Originally, while still chief whip, Mitchell made enquiries as to what the CCTV cameras in and around Downing Street had recorded of the now infamous incident involving him, his bike, and the Downing Street police officers. The CCTV was inconclusive and proved nothing, he was told. In any case there was no audio recording on it so it wasn’t worth bothering with. So he let the matter drop.
Once Mitchell resigned as chief whip on 19 October, however, he resolved to take things further. The next day he formally requested to see the CCTV material. Yet he wasn’t allowed even to view the pictures for more than a fortnight, and then not allowed to have a copy of the material to take away, until 10 December, more than seven weeks after his initial request.
Mitchell paid three visits to the Cabinet Office and Downing Street to view the CCTV output under the watchful eyes of three civil servants. Initially when Mitchell asked to take away a copy of the video, he was told no. Cabinet Secretary, Sir Jeremy Heywood refused his request on the grounds of “national security”.
It seems odd that a man who, until mid-September, was operating at the heart of government, and privy to all sorts of sensitive secrets, had suddenly become a security risk. The footage only showed an area which is visible to any member of the public. Mitchell tells Dispatches Heywood was wrong to insist there was a “national security” problem.
Mitchell even had to assert his rights to the material under the Data Protection Act, only for officials to remind him, in true bureaucratic style, that they were allowed 40 days to answer his request. He was being treated like any other member of the public, rather than a former high-ranking minister who felt he’d lost his job in a stitch-up.
It was only when Mitchell and his wife Sharon had a meeting with David Cameron around the start of December and personally requested a copy of the CCTV, that the prime minister agreed that Mitchell should have the material.
Earlier, while both Mitchell and Dispatches pressed to see the CCTV footage, we were assured it wouldn’t show anything interesting or helpful to the former chief whip anyway. A senior Downing Street official even telephoned to say it was pointless for us to pursue the affair. It was a non-story, we were assured.
Mitchell’s ally? The prime minister
What’s fascinating is that Mitchell’s main, and perhaps only, ally in Downing Street was David Cameron himself. It was Cameron who, on 25 September, was sufficiently moved by Mitchell’s protestations of innocence, to change his mind about sacking him. And it was after Cameron’s personal intervention in December that the CCTV was released.
Indeed, Cameron was showing some integrity in doing so, for he knew perfectly well that in releasing the CCTV it was likely to end up on television, and cause the government considerable embarrassment. Cameron perhaps felt uncomfortable at the way Mitchell had been treated, and forced out of his job.
Some of those advising Cameron, in contrast, showed less concern. They felt the “plebs” episode had turned Mitchell into an embarrassing nuisance, as it fuelled the “Tory toff” argument. It was better to have Mitchell out of the way, seemed to be their approach, whatever the rights and wrongs of his case.

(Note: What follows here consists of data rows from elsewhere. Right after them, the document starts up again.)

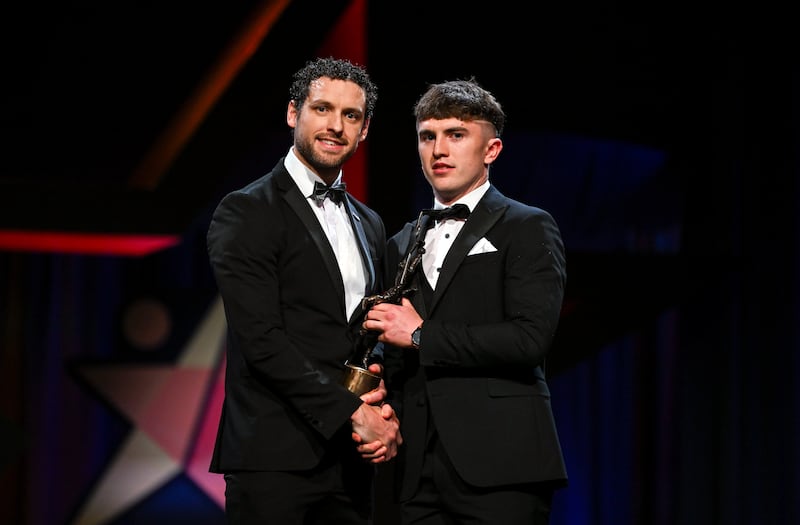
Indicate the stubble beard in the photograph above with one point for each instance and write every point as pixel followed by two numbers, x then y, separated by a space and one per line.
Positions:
pixel 321 162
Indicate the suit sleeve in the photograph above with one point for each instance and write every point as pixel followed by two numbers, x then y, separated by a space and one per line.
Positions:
pixel 244 243
pixel 502 311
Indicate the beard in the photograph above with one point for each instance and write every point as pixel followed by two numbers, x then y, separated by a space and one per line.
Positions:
pixel 321 161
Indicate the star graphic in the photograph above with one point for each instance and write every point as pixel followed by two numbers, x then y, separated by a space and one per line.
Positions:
pixel 174 409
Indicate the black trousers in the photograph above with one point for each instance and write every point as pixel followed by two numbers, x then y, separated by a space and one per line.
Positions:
pixel 443 498
pixel 337 492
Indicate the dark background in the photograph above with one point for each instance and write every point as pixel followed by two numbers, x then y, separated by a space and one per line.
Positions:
pixel 663 138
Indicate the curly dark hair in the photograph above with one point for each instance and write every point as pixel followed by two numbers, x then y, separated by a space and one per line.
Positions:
pixel 461 99
pixel 337 69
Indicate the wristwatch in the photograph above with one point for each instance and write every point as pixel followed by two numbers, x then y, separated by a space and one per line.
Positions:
pixel 415 336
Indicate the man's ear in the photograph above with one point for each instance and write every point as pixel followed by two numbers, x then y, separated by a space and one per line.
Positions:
pixel 291 114
pixel 493 149
pixel 364 131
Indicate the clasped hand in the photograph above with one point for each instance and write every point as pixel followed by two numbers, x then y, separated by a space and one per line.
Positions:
pixel 376 428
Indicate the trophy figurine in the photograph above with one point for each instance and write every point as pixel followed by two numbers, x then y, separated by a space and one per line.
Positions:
pixel 358 379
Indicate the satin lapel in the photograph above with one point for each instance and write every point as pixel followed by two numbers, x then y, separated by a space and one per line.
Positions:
pixel 300 206
pixel 480 221
pixel 366 256
pixel 417 298
pixel 363 246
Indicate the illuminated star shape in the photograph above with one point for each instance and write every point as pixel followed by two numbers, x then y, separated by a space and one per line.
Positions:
pixel 174 409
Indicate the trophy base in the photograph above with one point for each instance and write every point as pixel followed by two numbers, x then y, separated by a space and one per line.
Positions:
pixel 360 380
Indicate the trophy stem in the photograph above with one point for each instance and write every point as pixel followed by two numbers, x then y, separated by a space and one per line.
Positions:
pixel 359 380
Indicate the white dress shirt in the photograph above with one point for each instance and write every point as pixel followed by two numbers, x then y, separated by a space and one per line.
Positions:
pixel 440 237
pixel 335 220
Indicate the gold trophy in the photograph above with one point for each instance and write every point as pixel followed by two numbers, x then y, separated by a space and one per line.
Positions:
pixel 358 379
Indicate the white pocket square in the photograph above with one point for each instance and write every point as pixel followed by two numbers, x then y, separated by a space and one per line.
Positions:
pixel 482 246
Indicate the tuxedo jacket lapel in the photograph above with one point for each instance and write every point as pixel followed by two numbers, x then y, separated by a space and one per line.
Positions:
pixel 298 203
pixel 483 217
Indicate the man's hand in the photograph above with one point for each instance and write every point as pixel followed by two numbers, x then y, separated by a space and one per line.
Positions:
pixel 375 397
pixel 376 430
pixel 395 322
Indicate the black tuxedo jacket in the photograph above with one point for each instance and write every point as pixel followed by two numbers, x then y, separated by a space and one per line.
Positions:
pixel 288 336
pixel 479 371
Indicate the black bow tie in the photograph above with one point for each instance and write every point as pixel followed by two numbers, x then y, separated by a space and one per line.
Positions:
pixel 335 193
pixel 457 211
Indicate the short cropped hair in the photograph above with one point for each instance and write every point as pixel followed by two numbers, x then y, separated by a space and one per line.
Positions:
pixel 337 69
pixel 462 99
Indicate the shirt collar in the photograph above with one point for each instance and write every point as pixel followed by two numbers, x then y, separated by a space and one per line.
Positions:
pixel 302 176
pixel 470 199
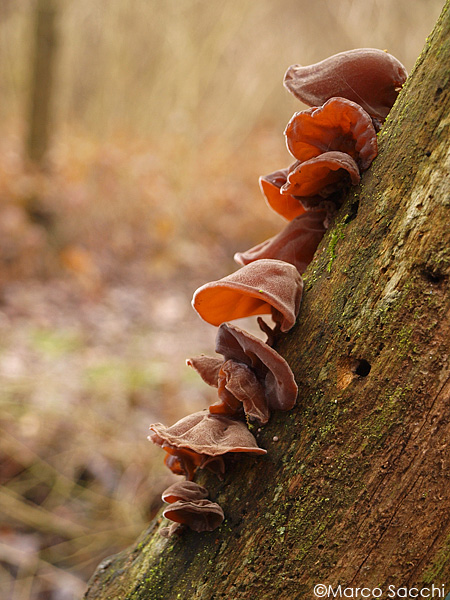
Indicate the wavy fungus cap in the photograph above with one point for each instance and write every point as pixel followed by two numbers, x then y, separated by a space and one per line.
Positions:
pixel 265 286
pixel 295 244
pixel 270 369
pixel 199 515
pixel 184 490
pixel 368 76
pixel 322 175
pixel 339 125
pixel 200 440
pixel 286 206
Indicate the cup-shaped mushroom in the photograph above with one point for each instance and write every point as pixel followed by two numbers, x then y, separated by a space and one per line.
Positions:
pixel 184 490
pixel 270 369
pixel 322 175
pixel 201 440
pixel 339 125
pixel 295 244
pixel 370 77
pixel 199 515
pixel 265 286
pixel 286 206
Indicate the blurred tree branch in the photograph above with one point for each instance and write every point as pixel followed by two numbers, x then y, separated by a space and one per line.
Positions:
pixel 353 488
pixel 42 80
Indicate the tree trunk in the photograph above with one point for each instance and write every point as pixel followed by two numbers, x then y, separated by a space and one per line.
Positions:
pixel 41 91
pixel 354 489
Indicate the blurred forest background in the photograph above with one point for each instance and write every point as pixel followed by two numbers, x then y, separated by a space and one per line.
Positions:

Now, since our first Dispatches broadcast last December, things have swung back in Mitchell’s favour. Unless the current police investigation comes up with a big surprise, then his path should in theory be clear to return to government in the next big reshuffle. It’s most unlikely though that he’d come back as chief whip, a job he had doubts about anyway.
But another question is whether Andrew Mitchell really wants to return to ministerial office. The whole episode has taken a big toll on him and his family, and taught him a lesson as to who his real friends are.
Mitchell tells me he has yet to make any decisions about his future. That rather suggests he’s in two minds about coming back into government.